McVey no sabía si Benny intentaba hablar como los clásicos policías de Hollywood o si era ésa su manera de ir al grano con todo el mundo.

– Benny, cariño -siguió la broma McVey, pensando que si Benny hacía el papel de agente frustrado, él podía seguirle la corriente. Le explicó que no estaba ni en Manhattan ni en Los Ángeles, sino en las oficinas de la Prefectura de policía de París.

– ¿París? ¿Quieres decir París-Tejas o París-Francia?

– París-Francia -dijo McVey, y apartó el auricular cuando Benny lanzó un largo silbido. Luego hablaron de cosas concretas. McVey quería saber qué le podía decir acerca de un tal Albert Merriman que la había supuestamente palmado en un ajuste de cuentas en Nueva York, en 1967. Dado que Benny tenía once años en 1967, jamás había oído nada sobre ese Albert Merriman, pero dijo que lo averiguaría y que volvería a llamar a McVey.

– Yo te llamaré -dijo McVey, que no tenía idea de dónde estaría cuando Benny diera con la información.

Cuatro horas más tarde, McVey volvió a llamar.

Entretanto, Benny había revisado los archivos de la policía de Nueva York y había recopilado un sólido paquete de informaciones sobre Albert Merriman. En 1963, se le había dado de baja en el ejército de Estados Unidos, y dos años más tarde se había asociado a un viejo amigo, Willie Leonard, un atracador de bancos que acababa de salir de la prisión de alta seguridad de Atlanta. Merriman y Leonard hicieron de las suyas y se les buscaba por atracos a bancos, asesinato, intento de asesinato y extorsión en una media docena de Estados. También se rumoreaba que habían dado unos cuantos golpes para las familias del crimen organizado en Nueva Jersey y Nueva Inglaterra.

El 22 de diciembre de 1967, en el interior de un coche en el Bronx, se encontró un cuerpo que fue identificado como el de Albert Merriman, acribillado a disparos y carbonizado más allá de todo posible reconocimiento.

– Parece una historia de la Mafia -dijo Benny.

– ¿Qué pasó con Willie Leonard? -preguntó McVey.

– Aún se le busca -dijo Benny.

– ¿Cómo fue identificado el cadáver de Merriman?

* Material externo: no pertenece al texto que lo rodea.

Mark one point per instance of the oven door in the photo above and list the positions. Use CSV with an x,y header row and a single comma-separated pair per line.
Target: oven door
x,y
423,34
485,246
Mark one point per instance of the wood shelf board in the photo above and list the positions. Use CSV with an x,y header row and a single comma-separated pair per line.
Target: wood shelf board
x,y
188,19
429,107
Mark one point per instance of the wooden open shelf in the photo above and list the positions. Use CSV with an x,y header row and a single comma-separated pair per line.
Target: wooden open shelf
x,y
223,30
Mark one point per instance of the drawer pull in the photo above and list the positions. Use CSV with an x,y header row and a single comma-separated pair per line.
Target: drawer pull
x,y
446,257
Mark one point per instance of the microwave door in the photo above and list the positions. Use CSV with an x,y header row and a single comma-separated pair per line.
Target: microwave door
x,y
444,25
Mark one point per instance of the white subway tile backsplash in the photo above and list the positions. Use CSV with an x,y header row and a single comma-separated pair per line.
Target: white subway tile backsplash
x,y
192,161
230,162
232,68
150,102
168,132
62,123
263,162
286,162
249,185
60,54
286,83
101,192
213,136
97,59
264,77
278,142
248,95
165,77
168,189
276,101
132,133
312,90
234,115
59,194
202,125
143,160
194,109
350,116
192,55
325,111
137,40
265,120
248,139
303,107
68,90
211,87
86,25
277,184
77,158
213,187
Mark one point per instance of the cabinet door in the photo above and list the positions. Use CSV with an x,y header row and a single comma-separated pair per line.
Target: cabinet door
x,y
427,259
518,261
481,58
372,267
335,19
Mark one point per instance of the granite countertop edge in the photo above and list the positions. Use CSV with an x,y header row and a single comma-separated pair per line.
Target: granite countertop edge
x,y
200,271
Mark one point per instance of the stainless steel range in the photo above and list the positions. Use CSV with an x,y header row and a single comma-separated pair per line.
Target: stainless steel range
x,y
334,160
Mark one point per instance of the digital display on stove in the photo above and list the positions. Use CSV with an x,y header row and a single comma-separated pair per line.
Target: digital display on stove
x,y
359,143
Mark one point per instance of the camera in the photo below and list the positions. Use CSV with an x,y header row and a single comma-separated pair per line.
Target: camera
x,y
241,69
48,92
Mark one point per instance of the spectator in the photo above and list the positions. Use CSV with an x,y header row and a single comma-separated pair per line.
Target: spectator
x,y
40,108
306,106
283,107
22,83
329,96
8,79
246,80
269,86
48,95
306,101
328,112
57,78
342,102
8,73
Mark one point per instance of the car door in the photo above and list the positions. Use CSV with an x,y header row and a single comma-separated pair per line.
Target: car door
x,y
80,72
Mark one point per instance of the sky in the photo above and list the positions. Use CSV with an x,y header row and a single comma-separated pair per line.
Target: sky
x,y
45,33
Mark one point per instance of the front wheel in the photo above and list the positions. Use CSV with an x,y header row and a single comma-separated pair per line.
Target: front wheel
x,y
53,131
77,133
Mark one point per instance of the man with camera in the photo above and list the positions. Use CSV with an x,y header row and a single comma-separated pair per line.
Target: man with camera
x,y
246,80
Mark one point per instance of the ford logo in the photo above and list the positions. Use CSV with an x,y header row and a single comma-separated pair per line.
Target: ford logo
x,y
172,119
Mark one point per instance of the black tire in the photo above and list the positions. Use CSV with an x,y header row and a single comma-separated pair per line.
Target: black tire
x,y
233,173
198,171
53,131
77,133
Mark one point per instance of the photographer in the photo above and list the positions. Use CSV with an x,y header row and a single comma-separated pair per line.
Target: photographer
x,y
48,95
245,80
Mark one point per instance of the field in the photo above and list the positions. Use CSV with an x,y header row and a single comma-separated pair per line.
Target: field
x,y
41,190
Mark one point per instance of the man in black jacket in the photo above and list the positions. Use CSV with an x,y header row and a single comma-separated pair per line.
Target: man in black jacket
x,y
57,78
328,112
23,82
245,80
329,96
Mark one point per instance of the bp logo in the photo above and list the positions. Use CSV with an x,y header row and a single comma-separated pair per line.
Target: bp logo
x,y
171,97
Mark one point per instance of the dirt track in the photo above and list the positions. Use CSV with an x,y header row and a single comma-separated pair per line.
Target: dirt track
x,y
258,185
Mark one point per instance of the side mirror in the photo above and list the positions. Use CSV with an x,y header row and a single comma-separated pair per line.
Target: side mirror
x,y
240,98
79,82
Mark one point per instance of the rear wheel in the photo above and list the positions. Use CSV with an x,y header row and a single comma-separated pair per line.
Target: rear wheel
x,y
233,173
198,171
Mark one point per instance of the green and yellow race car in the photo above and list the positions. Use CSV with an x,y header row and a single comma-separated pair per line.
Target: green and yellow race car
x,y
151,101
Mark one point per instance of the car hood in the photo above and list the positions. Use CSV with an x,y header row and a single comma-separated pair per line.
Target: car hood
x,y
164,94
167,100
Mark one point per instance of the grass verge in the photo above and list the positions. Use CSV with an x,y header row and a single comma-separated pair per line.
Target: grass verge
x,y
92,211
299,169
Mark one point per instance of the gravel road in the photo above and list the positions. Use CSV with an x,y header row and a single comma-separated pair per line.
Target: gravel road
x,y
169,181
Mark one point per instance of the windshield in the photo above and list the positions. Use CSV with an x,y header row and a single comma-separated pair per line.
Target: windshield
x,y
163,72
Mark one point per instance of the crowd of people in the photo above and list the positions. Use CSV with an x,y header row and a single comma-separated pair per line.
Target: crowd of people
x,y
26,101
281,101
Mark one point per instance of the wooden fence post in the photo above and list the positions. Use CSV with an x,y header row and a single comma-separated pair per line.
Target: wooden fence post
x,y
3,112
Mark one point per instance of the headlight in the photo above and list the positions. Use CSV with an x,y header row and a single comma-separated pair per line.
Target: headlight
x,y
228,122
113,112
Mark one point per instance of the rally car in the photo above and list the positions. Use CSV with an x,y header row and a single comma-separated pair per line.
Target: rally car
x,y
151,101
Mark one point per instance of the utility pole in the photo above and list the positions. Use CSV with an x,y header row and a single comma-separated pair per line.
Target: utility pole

– No lo dice el informe. Tal vez no lo sepas, chico, pero no se suele conservar mucha información sobre los muertos. No hay dinero para pagar los sótanos de archivo.

– ¿Se sabe algo sobre quién reclamó el cadáver?

– Eso sí lo dice. Espera un momento, -McVey oía el roce de los papeles mientras Grossman buscaba en sus notas-. Aquí está. Al parecer, el tipo no tenía familia. El cuerpo fue reclamado por una mujer que aparece aquí como una amiga del instituto, Agnés Demblon.

– ¿Dirección?

– Nooo.

McVey escribió el nombre de Agnés Demblon en el anverso de su tarjeta de embarque y se lo metió en el bolsillo de la chaqueta.

– ¿Alguna idea de dónde está enterrado Merriman?

– No.

– Y bien, te apuesto diez a uno que si encuentras la tumba, descubrirás que el difunto es Willie Leonard.

McVey oyó en la distancia que llamaban a embarcar para su vuelo. Asombrado, le agradeció a Benny, le dijo que volviera a su juego de bridge y se dispuso a colgar.

– ¡McVey!

– ¿Si?

– Este archivo de Merriman no ha sido tocado en veintiséis años.

– ¿Y qué?

– Soy la segunda persona que lo ha pedido en las últimas veinticuatro horas.

– ¿Qué dices?

– Ayer lo pidieron de Interpol, Washington. Un sargento de Archivos e Información sacó la carpeta y les envió todo por fax.